Schweiz und Ägypten streben Intensivierung der Wirtschaftsbeziehung an
Bundesrat Parmelin ist in Begleitung einer Wirtschaftsdelegation nach Ägypten gereist. Die Wirtschaftsmission diente der Intensivierung der Wirtschaftsbeziehungen der beiden Länder. Dabei hat sich gezeigt: Politische und wirtschaftliche Reformen Ägyptens werden hierfür ausschlaggebend sein.
Ägypten sei für die Schweiz der wichtigste Handelspartner in Afrika, betonte Bundesrat Guy Parmelin auf seiner Wirtschaftsmission.
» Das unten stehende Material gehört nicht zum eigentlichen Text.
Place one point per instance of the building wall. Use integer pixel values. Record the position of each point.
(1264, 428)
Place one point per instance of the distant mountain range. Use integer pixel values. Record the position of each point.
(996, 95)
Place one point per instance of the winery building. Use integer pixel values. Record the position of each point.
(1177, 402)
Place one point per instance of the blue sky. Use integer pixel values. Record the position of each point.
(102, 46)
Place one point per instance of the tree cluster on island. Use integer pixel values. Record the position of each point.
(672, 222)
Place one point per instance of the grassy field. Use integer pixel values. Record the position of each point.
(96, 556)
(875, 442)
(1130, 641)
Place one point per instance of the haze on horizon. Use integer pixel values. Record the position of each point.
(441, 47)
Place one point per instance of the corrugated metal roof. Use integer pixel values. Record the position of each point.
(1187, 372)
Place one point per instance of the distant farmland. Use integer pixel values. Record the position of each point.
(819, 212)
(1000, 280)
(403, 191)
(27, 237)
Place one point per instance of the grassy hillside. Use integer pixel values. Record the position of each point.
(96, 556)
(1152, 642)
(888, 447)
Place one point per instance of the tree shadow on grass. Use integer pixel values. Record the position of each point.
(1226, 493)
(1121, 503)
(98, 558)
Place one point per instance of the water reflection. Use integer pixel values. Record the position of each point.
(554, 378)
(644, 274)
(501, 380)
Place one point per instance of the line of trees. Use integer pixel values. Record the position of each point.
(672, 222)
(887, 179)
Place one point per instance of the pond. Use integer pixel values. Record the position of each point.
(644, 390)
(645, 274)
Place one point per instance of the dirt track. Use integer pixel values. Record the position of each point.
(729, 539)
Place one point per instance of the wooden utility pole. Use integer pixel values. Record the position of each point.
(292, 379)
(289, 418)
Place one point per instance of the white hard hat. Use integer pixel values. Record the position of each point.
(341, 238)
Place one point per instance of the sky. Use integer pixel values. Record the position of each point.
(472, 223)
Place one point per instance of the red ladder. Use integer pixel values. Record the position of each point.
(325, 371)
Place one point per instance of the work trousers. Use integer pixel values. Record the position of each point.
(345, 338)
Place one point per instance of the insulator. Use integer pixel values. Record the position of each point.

Zusammen mit Wirtschaftsvertreterinnen und -vertretern aus der Schweiz ist er ins Land am Nil gereist und hat dort den ägyptischen Premierminister und weitere Minister getroffen. Bei offiziellen Gesprächen konnte die Wirtschaftsdelegation unter der Leitung von economiesuisse-Präsident Heinz Karrer die aktuellen Herausforderungen für Schweizer Unternehmen ansprechen. Zur Sprache kamen dabei Themen bezüglich Zulassung, Zollverfahren, Ursprungszeugnisse oder Arbeitsbewilligungen.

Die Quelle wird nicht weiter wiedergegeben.